I don’t say this because I did it, I say this because I should have done it. Planning and keeping track of your activities is part of being a professional musician. Not only is important to be able to show something for your work thus far, as in a CV, Curriculum Vitae, or a Resume, but it becomes increasingly important in being able to remember your past.

A Calendar is a tool you can use to plan your career. This is especially important if you are an independent musician who has no schedule given to them for the next year. You won’t HAVE a schedule unless you MAKE a schedule and that is done with the almighty calendar.

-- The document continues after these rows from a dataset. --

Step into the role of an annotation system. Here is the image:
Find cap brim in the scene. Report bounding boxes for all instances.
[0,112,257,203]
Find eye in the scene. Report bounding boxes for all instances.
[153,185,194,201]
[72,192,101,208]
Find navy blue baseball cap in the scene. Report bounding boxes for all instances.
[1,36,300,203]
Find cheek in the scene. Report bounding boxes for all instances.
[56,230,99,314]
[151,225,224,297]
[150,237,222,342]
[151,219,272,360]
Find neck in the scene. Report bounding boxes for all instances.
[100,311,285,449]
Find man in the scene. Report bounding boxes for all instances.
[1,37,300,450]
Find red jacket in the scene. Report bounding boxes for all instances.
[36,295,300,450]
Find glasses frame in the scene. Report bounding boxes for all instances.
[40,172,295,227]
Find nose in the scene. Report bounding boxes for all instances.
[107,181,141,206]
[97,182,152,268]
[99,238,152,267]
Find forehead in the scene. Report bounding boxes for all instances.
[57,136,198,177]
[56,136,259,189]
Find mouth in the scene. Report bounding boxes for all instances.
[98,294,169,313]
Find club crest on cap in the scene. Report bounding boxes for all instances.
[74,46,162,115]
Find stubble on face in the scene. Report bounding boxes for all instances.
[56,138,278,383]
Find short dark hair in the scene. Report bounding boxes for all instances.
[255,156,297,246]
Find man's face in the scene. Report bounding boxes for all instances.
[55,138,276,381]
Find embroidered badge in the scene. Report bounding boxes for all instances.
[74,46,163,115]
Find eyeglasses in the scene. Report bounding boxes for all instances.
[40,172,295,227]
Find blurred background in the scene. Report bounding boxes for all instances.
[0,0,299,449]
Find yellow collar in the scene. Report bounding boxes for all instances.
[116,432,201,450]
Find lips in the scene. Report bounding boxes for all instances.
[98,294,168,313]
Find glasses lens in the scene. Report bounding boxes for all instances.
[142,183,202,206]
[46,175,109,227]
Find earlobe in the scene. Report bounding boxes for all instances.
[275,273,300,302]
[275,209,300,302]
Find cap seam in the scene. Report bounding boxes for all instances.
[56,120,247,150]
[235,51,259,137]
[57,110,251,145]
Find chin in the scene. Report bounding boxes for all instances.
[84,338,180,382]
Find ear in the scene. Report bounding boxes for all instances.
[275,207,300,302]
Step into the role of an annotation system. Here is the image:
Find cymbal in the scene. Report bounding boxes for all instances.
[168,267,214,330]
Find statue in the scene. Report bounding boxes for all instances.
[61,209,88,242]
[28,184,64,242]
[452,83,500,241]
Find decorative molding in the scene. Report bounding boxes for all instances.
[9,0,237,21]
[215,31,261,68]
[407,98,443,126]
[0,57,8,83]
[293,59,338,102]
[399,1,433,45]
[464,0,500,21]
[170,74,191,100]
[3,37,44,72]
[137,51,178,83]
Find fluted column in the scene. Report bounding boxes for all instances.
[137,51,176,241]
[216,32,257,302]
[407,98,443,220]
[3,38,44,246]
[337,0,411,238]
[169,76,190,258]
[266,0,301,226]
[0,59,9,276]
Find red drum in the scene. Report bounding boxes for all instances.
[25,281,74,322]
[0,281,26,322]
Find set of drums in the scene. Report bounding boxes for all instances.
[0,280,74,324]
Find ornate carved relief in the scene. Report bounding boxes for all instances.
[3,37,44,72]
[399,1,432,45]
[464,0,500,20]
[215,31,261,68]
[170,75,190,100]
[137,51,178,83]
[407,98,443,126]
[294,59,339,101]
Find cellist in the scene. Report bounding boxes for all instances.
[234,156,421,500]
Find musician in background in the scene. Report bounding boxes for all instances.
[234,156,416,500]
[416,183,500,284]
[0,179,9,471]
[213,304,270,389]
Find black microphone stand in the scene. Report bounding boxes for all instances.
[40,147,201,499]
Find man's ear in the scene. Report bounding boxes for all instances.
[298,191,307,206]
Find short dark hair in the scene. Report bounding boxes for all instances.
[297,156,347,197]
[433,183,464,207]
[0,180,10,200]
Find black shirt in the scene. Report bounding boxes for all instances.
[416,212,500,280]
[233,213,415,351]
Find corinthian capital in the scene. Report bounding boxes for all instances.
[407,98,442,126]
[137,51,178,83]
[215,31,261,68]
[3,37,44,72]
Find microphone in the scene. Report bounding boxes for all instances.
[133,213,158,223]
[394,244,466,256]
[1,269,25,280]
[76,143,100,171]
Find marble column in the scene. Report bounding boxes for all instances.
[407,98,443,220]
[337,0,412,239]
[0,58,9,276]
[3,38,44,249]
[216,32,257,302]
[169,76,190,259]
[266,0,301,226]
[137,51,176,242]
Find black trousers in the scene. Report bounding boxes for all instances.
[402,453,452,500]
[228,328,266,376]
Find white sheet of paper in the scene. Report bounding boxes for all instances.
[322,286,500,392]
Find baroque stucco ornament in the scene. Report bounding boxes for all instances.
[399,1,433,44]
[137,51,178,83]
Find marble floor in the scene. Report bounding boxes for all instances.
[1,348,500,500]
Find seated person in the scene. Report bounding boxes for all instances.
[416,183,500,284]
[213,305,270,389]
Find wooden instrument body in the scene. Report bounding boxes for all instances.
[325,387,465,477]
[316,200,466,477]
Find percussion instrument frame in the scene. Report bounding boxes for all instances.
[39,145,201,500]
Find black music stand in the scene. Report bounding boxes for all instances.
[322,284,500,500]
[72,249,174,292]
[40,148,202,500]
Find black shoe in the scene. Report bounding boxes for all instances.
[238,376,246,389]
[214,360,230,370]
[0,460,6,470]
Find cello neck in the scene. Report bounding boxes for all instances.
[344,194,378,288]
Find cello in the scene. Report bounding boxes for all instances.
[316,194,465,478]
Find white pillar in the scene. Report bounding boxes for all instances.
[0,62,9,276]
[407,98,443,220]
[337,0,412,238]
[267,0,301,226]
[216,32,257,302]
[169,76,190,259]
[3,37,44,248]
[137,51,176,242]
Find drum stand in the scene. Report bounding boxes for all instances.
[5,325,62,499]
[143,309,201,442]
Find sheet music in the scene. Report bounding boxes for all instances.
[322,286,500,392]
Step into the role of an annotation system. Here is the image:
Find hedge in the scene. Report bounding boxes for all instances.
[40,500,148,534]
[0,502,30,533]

So with a calendar you can plan your year. Lets say you want to earn $50,000 in gross revenue in the coming year. This becomes a lot easier if you create a plan to do that. If you give 5 concerts a month for 10 months and make $1,000 a performance then you get there. If it takes twice as many performances to get there, then do it. For someone starting out that may seem like a huge challenge but is it really. At $20 a ticket, you only need to sell 50 tickets per concert and usually the venue you are performing at will help you get to that number. You create a program, perfect that program and then organize 5 concerts a month in different places and do the tour. Each year you either create a new tour, and/or revisit those venues the every year, building your repertroire, your audience, and your resume. Always record your performance before you go on tour so you can give away your CDs with the price of admission.You can build your Email list and keep your audience informed of your activities using your auto-responder and/or social media, which many savy musicians already know how to do today.

Remember that mastery comes through repetition and by doing so many repetitions of this one program you become a master of it, it becomes easier. Rock bands always do it this way, classical musicians should also do this. Some rock bands have been playing more or less their top hits for 40 years now and still people are amazed.

The practice/performance log/journal is important because it shows you what you have done, who you did it for or with, and your take aways from those experiences. You also build the number of people you know and this is an important tool for your musical future.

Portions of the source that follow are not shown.